Of course, it makes sense that Longo, who markets his own line of cosmetics, believes in the viability of the category. But customers and big companies alike continue to clamor for the brands. Beauty bulletin boards are filled with gushing tributes to the likes of Longo, Stila, and Trish McEvoy. And major players can’t get enough of makeup artist brands — as evidenced by last week’s acquisition of Nars by Shiseido.
One makeup artist brand — MAC — has muscled in on territory previously claimed by the major manufacturers. According to NPD BeautyTrends, MAC sold more lipstick in 1999 than any other cosmetics company, marking the first time a makeup artist brand has cracked one of the significant beauty categories.
“The makeup artist brands are alive and well,” noted Ron Robinson of Fred Segal Essentials in Melrose, Calif. His store carries Stila and Lorac and will be adding Paula Dorf in July. “The trend hasn’t burned itself out, and it has allowed for fresh faces to come to the market.”
Elizabeth Genel, the owner of JD’s Cosmetic Essentials, the beauty boutique in Westport, Conn., said the makeup artist lines are extremely important to her bottom line. She carries Bobbi Brown, Laura Mercier and Senna, a line created by the West Coast makeup artist Eugenia Weston. She will start selling Trish McEvoy’s collection this weekend.
“Trish, Laura and Bobbi are so popular,” said Genel. “Women know who they are. They see them on TV. They read about them in magazines. They identify with them.”
Genel admits that she was concerned about where the trend was headed, but she feels the brands are getting better and stronger. “They really have legs,” she said, adding that a Trish McEvoy makeup artist event planned for June sold out in two days.
Smartly, the best makeup artist brands continually reinvent themselves. Stila is expanding into skin care and fragrance, albeit with a twist. The first skin care product is a container of face wipes called h2off, and the fragrance, Aqua Flaunt, is a quartet of dry scented oils.
MAC never seems to stand still, thanks to promotions like Viva Glam, fun color stories like Puppy Love and Huetopia, and an increased presence at fashion shows. The company also isn’t afraid to tinker with its product to make it more timely. In 1998, MAC launched lipstick in a silver bullet case, replacing its basic black case.

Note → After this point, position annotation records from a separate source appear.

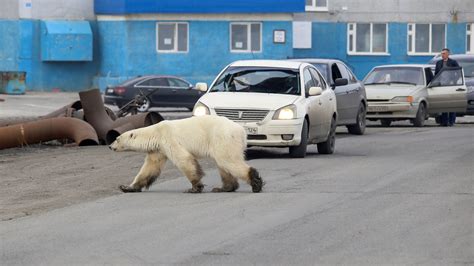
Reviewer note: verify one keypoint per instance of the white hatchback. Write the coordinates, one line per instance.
(279, 103)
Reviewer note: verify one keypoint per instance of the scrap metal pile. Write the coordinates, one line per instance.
(86, 122)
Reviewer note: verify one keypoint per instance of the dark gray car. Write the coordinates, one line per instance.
(466, 61)
(350, 92)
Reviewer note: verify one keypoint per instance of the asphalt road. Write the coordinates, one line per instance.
(398, 195)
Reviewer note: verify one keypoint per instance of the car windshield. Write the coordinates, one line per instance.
(261, 80)
(399, 75)
(468, 67)
(323, 69)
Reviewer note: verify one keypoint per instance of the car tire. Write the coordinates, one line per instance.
(385, 122)
(329, 145)
(145, 106)
(300, 150)
(359, 127)
(420, 118)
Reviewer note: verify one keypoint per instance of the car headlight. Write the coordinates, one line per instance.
(285, 113)
(404, 99)
(200, 109)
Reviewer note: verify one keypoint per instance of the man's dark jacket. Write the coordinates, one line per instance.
(449, 63)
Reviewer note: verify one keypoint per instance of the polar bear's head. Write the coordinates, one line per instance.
(135, 140)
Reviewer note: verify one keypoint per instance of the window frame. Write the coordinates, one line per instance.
(175, 48)
(353, 32)
(249, 37)
(470, 36)
(412, 33)
(313, 7)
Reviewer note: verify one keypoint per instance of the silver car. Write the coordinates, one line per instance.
(350, 92)
(411, 92)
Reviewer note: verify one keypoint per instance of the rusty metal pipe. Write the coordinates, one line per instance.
(48, 129)
(65, 111)
(95, 114)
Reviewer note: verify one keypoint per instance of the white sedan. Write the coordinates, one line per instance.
(411, 92)
(279, 103)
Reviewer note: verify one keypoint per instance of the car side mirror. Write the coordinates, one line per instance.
(436, 83)
(340, 82)
(201, 86)
(315, 91)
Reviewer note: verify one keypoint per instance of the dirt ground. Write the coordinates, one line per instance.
(40, 178)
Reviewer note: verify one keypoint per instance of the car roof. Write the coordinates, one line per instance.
(139, 78)
(316, 60)
(454, 56)
(406, 65)
(267, 63)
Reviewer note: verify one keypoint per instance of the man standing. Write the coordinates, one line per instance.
(447, 119)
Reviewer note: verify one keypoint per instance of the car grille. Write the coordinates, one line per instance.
(243, 115)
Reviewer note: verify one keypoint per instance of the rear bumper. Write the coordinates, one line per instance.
(270, 133)
(379, 110)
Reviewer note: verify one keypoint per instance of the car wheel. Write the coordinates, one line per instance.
(359, 127)
(419, 120)
(145, 106)
(329, 145)
(385, 122)
(300, 150)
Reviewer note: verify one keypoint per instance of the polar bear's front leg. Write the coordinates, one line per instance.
(148, 174)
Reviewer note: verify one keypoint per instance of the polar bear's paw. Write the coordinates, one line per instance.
(231, 187)
(127, 189)
(255, 180)
(197, 188)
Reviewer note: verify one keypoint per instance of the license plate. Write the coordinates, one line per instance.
(251, 130)
(378, 108)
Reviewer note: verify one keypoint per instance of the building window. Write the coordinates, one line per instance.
(470, 38)
(246, 37)
(367, 38)
(426, 39)
(317, 5)
(172, 37)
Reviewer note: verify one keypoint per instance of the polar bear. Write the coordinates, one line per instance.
(183, 142)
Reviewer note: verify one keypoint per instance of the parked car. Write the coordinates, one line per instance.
(161, 91)
(411, 92)
(279, 103)
(350, 92)
(466, 61)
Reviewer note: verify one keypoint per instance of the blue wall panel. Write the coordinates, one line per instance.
(129, 49)
(20, 51)
(197, 6)
(9, 42)
(330, 41)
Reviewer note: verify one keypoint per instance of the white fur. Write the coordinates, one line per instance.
(183, 141)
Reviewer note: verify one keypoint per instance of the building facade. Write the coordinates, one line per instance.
(78, 44)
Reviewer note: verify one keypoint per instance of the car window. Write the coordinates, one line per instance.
(344, 73)
(177, 83)
(429, 75)
(468, 66)
(308, 80)
(336, 74)
(318, 81)
(352, 77)
(154, 82)
(323, 69)
(449, 77)
(258, 79)
(402, 75)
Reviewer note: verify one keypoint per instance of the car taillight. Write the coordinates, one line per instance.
(119, 90)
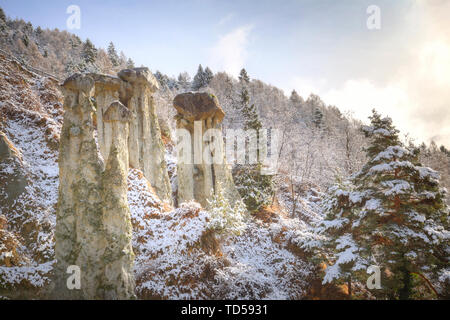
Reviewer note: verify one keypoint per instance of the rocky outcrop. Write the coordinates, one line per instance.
(118, 257)
(107, 90)
(93, 227)
(145, 144)
(79, 233)
(13, 180)
(200, 115)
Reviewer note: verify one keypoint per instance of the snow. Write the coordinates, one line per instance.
(391, 152)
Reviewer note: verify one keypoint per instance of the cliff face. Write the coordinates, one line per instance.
(204, 171)
(175, 254)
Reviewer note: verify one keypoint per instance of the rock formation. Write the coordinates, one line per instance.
(79, 233)
(93, 227)
(118, 257)
(134, 89)
(13, 182)
(145, 143)
(207, 171)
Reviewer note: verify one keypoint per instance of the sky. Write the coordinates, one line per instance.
(324, 47)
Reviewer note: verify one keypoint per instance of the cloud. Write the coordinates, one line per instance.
(225, 19)
(230, 51)
(413, 88)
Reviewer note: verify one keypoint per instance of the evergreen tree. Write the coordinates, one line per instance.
(255, 188)
(295, 99)
(2, 16)
(112, 54)
(130, 63)
(244, 79)
(395, 217)
(318, 118)
(184, 81)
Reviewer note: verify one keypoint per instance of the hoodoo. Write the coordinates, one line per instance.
(204, 170)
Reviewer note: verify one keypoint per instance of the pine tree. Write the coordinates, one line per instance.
(255, 188)
(184, 81)
(112, 54)
(341, 249)
(244, 79)
(89, 52)
(2, 16)
(391, 214)
(318, 118)
(199, 79)
(295, 99)
(130, 63)
(402, 212)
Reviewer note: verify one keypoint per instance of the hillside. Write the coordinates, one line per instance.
(310, 221)
(169, 243)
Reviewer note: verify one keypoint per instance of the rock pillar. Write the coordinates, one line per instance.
(145, 143)
(200, 115)
(79, 232)
(118, 257)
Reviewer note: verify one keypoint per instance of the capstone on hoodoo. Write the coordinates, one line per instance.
(134, 88)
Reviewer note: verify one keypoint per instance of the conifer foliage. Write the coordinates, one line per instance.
(254, 187)
(394, 217)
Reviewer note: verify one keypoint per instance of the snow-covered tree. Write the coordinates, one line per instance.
(130, 63)
(184, 81)
(342, 249)
(402, 211)
(199, 79)
(226, 218)
(255, 188)
(112, 54)
(208, 76)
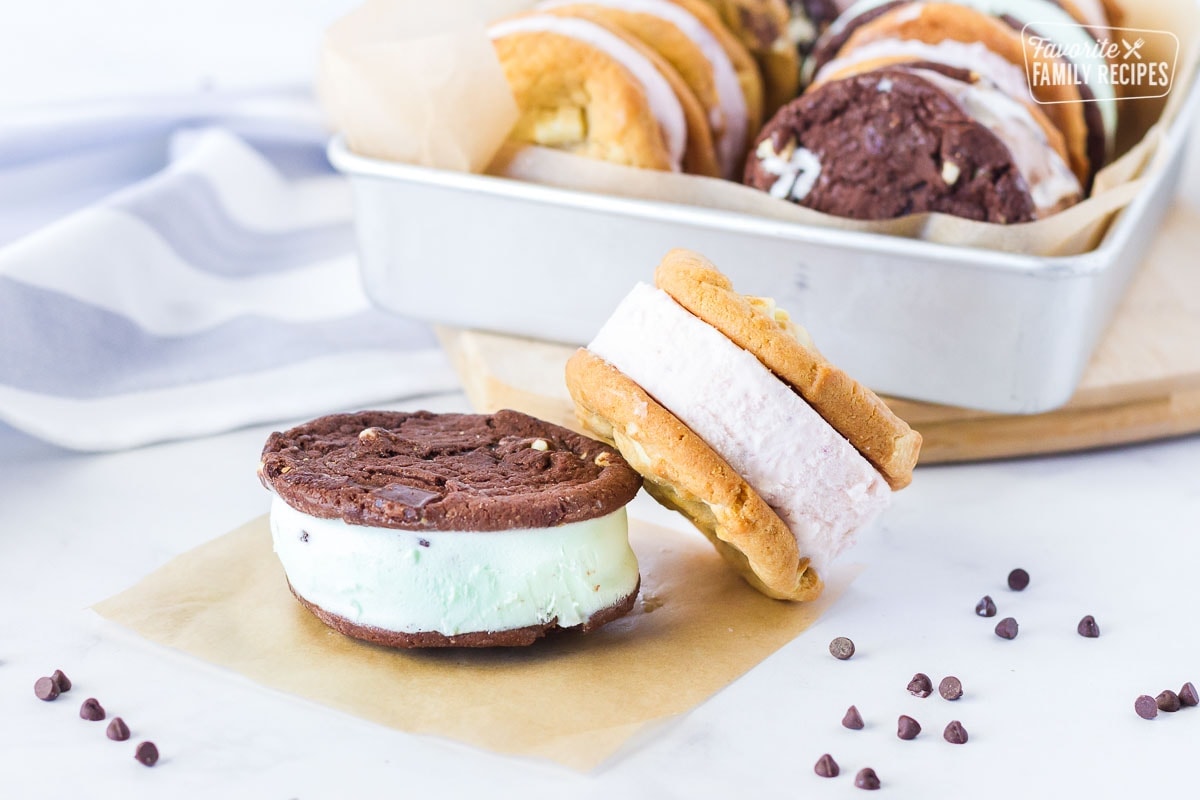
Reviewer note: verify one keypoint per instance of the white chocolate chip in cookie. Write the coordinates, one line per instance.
(951, 173)
(798, 169)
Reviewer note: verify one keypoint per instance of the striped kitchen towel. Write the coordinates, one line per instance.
(186, 268)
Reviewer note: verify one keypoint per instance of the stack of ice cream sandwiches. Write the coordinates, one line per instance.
(677, 85)
(913, 107)
(907, 107)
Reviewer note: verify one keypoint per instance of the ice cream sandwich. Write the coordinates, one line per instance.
(420, 530)
(1067, 26)
(586, 86)
(690, 37)
(737, 421)
(913, 139)
(966, 38)
(763, 28)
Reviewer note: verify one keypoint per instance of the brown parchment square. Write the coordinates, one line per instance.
(571, 698)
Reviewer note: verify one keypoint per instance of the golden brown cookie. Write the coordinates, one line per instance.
(762, 26)
(591, 89)
(684, 474)
(852, 409)
(726, 440)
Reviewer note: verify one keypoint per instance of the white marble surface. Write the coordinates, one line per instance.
(1115, 534)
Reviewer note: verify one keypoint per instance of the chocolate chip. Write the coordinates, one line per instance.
(827, 767)
(91, 710)
(955, 733)
(61, 680)
(46, 689)
(1146, 707)
(1168, 701)
(147, 753)
(1006, 629)
(951, 687)
(907, 728)
(867, 779)
(1018, 579)
(841, 648)
(921, 685)
(118, 731)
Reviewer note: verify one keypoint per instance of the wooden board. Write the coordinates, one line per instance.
(1143, 383)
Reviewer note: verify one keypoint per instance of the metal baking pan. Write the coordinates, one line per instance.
(936, 323)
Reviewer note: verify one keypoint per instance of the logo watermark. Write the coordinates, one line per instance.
(1133, 62)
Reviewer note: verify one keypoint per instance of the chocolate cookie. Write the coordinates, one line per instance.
(418, 529)
(1057, 23)
(907, 140)
(445, 471)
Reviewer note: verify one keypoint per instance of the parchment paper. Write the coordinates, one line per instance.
(570, 698)
(379, 91)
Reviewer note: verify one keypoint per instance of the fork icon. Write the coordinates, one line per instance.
(1133, 49)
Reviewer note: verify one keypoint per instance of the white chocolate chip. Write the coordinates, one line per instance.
(951, 173)
(798, 169)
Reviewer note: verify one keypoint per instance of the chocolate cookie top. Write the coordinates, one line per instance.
(886, 144)
(445, 471)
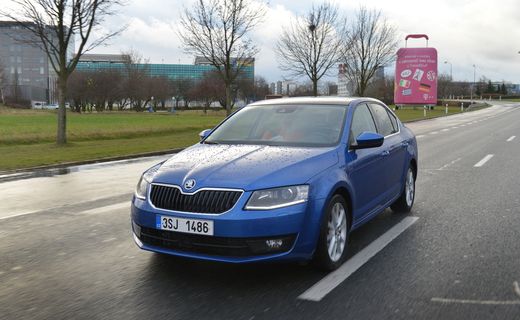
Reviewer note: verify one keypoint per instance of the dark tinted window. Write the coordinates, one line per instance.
(362, 121)
(394, 121)
(384, 125)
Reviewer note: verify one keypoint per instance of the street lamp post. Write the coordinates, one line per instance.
(451, 69)
(451, 72)
(474, 79)
(312, 29)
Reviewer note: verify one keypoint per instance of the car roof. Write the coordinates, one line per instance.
(344, 101)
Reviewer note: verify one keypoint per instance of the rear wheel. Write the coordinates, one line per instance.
(332, 243)
(405, 201)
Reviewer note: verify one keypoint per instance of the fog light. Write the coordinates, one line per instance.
(274, 243)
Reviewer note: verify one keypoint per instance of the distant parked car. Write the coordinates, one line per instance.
(282, 179)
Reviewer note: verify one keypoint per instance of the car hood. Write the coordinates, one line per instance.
(247, 167)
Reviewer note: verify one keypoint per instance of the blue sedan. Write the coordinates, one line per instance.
(284, 179)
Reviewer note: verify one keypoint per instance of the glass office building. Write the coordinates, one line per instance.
(92, 62)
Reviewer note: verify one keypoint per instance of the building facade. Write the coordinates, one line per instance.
(196, 71)
(27, 71)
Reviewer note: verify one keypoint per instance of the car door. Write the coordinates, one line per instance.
(394, 149)
(365, 167)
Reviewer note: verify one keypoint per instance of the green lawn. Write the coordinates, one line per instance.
(410, 114)
(27, 136)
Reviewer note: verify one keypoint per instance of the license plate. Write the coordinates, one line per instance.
(184, 225)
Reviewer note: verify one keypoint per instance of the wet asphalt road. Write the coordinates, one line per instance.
(66, 250)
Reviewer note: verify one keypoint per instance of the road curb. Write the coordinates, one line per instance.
(92, 161)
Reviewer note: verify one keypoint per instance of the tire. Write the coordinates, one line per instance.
(405, 201)
(333, 239)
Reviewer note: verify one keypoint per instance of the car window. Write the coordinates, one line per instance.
(283, 125)
(362, 121)
(384, 124)
(394, 121)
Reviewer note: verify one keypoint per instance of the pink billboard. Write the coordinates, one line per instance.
(416, 76)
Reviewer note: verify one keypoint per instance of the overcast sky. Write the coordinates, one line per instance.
(465, 32)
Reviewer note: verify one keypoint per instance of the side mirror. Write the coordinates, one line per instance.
(204, 133)
(368, 140)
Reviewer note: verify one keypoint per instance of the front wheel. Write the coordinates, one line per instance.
(405, 201)
(332, 243)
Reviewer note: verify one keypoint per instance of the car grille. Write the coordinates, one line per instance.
(218, 246)
(204, 201)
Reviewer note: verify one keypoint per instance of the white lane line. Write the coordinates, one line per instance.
(483, 161)
(108, 208)
(449, 164)
(484, 302)
(319, 290)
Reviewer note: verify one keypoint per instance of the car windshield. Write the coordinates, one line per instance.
(283, 125)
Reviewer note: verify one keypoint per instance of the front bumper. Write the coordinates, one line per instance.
(239, 236)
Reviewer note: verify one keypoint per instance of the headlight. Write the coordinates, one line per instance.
(144, 182)
(277, 197)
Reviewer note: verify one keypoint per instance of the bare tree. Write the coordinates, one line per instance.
(55, 25)
(217, 30)
(370, 44)
(135, 87)
(311, 45)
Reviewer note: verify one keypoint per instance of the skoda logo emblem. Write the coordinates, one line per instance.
(189, 184)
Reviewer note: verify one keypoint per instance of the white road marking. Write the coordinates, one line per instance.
(58, 207)
(319, 290)
(483, 161)
(108, 208)
(484, 302)
(449, 164)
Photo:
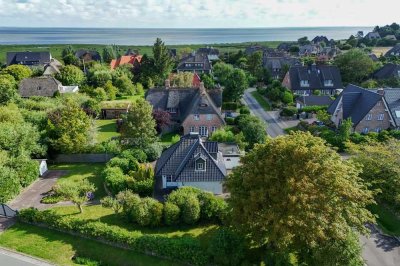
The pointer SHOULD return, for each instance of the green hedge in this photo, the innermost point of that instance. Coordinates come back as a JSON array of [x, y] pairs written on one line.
[[185, 249]]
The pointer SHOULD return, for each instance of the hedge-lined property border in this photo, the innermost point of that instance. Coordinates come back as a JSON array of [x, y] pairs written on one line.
[[183, 249]]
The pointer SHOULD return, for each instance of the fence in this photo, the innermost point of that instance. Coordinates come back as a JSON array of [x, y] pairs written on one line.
[[83, 158]]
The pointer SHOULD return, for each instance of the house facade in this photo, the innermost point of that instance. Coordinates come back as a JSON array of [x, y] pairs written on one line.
[[369, 110], [196, 63], [191, 162], [304, 80], [191, 109], [30, 59]]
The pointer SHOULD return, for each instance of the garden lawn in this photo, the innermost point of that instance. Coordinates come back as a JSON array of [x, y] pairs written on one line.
[[106, 129], [387, 221], [80, 171], [261, 100], [59, 248], [105, 215]]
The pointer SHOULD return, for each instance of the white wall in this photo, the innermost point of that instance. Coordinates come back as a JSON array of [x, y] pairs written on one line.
[[214, 187]]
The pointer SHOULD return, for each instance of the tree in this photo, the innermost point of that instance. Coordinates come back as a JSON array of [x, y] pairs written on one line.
[[355, 66], [19, 72], [163, 62], [69, 128], [295, 192], [77, 192], [138, 126], [71, 75], [381, 169], [8, 88], [235, 85], [162, 118]]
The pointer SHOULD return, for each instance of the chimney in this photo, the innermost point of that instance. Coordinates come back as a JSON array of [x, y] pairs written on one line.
[[167, 84], [202, 88]]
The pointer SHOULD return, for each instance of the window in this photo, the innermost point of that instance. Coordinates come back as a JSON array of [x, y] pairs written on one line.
[[203, 131], [304, 83], [328, 83], [169, 178]]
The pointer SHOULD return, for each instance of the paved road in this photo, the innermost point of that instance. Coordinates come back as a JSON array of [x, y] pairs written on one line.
[[273, 128], [10, 258]]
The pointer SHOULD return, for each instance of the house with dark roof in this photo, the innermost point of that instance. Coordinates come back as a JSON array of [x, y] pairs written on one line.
[[313, 100], [28, 58], [46, 86], [373, 36], [88, 55], [196, 63], [278, 65], [190, 162], [320, 39], [191, 109], [388, 71], [304, 80], [395, 51], [133, 60], [369, 110], [211, 52]]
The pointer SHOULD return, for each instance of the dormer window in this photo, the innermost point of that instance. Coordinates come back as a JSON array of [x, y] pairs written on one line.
[[200, 162], [328, 83], [304, 83]]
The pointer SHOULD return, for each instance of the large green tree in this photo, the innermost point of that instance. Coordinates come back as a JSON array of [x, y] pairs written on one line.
[[71, 75], [235, 85], [70, 129], [295, 192], [138, 126], [163, 62], [355, 66]]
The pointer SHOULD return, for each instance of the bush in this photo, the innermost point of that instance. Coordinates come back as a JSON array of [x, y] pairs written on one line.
[[153, 151], [115, 179], [289, 111], [171, 214], [227, 248], [184, 249]]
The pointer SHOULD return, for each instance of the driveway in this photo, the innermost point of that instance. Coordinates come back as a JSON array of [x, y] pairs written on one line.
[[275, 124], [32, 195]]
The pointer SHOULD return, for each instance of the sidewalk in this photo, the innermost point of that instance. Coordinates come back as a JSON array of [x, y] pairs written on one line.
[[13, 258]]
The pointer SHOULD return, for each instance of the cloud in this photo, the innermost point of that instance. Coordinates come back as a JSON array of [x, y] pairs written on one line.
[[195, 14]]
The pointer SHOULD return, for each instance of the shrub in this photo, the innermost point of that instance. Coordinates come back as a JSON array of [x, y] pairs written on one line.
[[184, 249], [115, 179], [227, 248], [289, 111], [171, 214]]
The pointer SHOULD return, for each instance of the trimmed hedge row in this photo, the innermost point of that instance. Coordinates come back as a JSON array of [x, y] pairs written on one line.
[[184, 249]]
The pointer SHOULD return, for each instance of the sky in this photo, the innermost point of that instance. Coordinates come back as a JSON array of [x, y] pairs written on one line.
[[197, 14]]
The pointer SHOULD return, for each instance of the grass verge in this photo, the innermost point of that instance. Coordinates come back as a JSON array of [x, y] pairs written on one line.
[[387, 221], [59, 248], [261, 100]]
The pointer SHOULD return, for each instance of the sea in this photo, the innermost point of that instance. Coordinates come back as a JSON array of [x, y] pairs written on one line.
[[175, 36]]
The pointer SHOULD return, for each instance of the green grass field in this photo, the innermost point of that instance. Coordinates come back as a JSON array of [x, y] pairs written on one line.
[[260, 99], [106, 129], [59, 248], [56, 49], [79, 171], [387, 221]]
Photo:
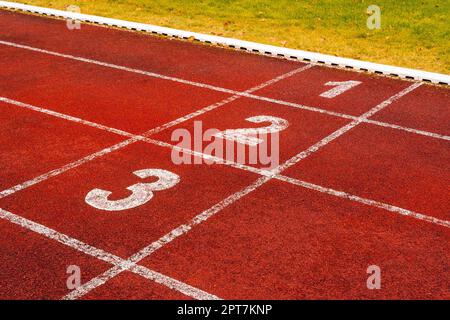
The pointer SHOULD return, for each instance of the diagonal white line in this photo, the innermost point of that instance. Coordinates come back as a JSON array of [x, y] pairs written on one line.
[[202, 217], [133, 138], [119, 263], [247, 93]]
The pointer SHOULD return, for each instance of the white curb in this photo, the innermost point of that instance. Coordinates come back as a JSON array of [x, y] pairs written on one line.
[[240, 44]]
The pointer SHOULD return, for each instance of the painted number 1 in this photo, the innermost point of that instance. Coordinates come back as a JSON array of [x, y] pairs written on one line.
[[141, 192], [339, 88]]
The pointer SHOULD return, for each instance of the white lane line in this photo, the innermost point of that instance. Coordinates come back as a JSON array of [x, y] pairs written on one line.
[[226, 101], [118, 262], [217, 160], [368, 202], [179, 80], [232, 98], [133, 138], [410, 130], [169, 237], [202, 217], [65, 168], [302, 155]]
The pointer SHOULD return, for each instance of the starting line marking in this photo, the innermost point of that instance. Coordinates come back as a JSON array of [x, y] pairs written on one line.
[[240, 166], [226, 202], [202, 217], [123, 144], [107, 257], [236, 94]]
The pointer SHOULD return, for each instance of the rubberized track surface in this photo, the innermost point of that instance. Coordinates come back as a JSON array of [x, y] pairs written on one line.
[[363, 177]]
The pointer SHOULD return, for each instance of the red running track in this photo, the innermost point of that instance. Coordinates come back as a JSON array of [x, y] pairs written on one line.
[[353, 192]]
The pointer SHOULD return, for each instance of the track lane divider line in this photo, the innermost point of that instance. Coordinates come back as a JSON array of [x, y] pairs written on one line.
[[212, 211], [123, 144], [119, 263], [247, 94], [262, 172]]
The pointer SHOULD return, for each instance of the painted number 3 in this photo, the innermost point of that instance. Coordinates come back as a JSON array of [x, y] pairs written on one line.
[[141, 192]]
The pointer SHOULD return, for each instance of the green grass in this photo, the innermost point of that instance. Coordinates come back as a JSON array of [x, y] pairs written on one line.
[[414, 33]]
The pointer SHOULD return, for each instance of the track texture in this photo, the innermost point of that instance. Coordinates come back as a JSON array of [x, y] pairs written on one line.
[[363, 176]]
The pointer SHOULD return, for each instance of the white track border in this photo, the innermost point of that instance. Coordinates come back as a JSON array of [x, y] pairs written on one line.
[[313, 57]]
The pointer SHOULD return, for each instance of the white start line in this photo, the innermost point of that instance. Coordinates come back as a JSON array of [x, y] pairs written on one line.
[[236, 94]]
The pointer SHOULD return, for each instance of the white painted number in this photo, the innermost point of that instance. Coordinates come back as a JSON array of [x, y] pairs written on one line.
[[141, 192], [340, 88], [248, 136]]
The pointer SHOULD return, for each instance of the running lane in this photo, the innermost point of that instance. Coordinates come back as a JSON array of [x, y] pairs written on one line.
[[286, 242], [216, 66]]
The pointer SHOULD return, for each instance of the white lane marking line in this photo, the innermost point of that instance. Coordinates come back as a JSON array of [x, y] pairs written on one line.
[[239, 94], [410, 130], [230, 99], [225, 101], [133, 138], [339, 88], [302, 155], [169, 237], [202, 217], [65, 117], [118, 262], [192, 83], [65, 168], [225, 162], [368, 202]]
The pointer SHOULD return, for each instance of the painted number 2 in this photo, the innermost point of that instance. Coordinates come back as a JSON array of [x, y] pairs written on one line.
[[141, 192], [339, 88], [248, 136]]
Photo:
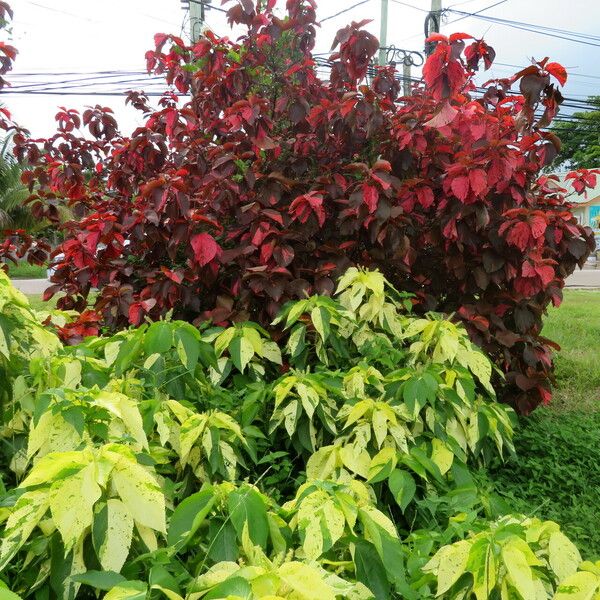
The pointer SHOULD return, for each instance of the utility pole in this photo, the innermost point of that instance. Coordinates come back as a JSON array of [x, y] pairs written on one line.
[[383, 33], [406, 63], [197, 18], [432, 23]]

This year, in response to customer demand, it kept the shape, but changed the color back to black.
As for Bobbi Brown, she broadened her horizons this year with Bobbi Brown ColorOptions, a new line with a younger sensibility and a bolder shade statement than her signature line, Bobbi Brown Essentials. She’s also launching a beauty book for teens later this year.
Newcomers continue to nip at their heels. Later this year, Henri Bendel will add Skin Alison Rafaele, a line created by Bobbi Brown’s first national makeup artist, and Barneys New York will start carrying the collection from Sue Devitt, the former Awake consultant. Also, well-known editorial and runway makeup artists Kevyn Aucoin, Linda Cantello and Pat McGrath are said to be working on their own lines.
Lurking around the corner is a potential new trend that could take some steam out of the makeup artist business: designer lines. Anna Sui and Calvin Klein have already launched makeup lines, and Giorgio Armani will unveil his this fall. Ralph Lauren, DKNY and Jean Paul Gaultier are reportedly working on cosmetics projects, and the Kate Spade cosmetics collection is due in 2001.
Then there is an even smaller emerging trend — the model lines, like the ones Isabella Rossellini and Iman recently launched. Could the Cindy Crawford Collection be far behind?